Dearest 1st 〜Dream〜
壱はそんな俺の様子を見て、自分の事のように深く重い溜め息を付いた。
「純もホンッットお人好しだよなぁ!!
俺なら考えもつかないよ。
ライバルの背中さえも押すなんてさ……」
「…あたしも出来ないな。
またすごい作戦考えたもんよねぇ……」
マリアの言葉に深く同意を示したのは吾郎だ。
「策略家だよなぁ…。
結局、彩ちゃんとぶんちゃんは純の影の力によって動き始めるんだから。

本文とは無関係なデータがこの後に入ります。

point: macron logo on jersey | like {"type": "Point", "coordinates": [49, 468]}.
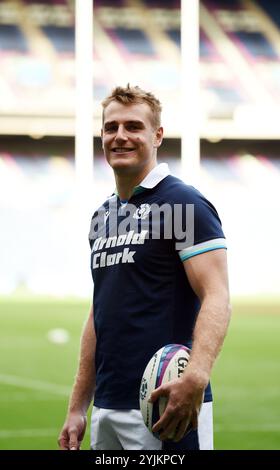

」
「んでもってー!
アヤヤとぶんちゃんはそんな純のありがたーいお導きに全く気付かないまま!」
───カタン!
締めに、壱が空になったジョッキを机に置く。
「んっっもー!純のバカ!
何でそんなとこで仏みたいな悟り開いちゃうのさぁ?!?!」
「……しゃあないやろ。
彩はあいつが好きってのが現実やねんし。
……別に
俺が火付け役になろうが
悪役になろうが
“キッカケ”になれたんやったら、もうそれはそれでいいんちゃうかなぁってさ……」
「──……純……」
俺は頬杖を付きながら、
ただ茫然と空になったジョッキを見つめていた。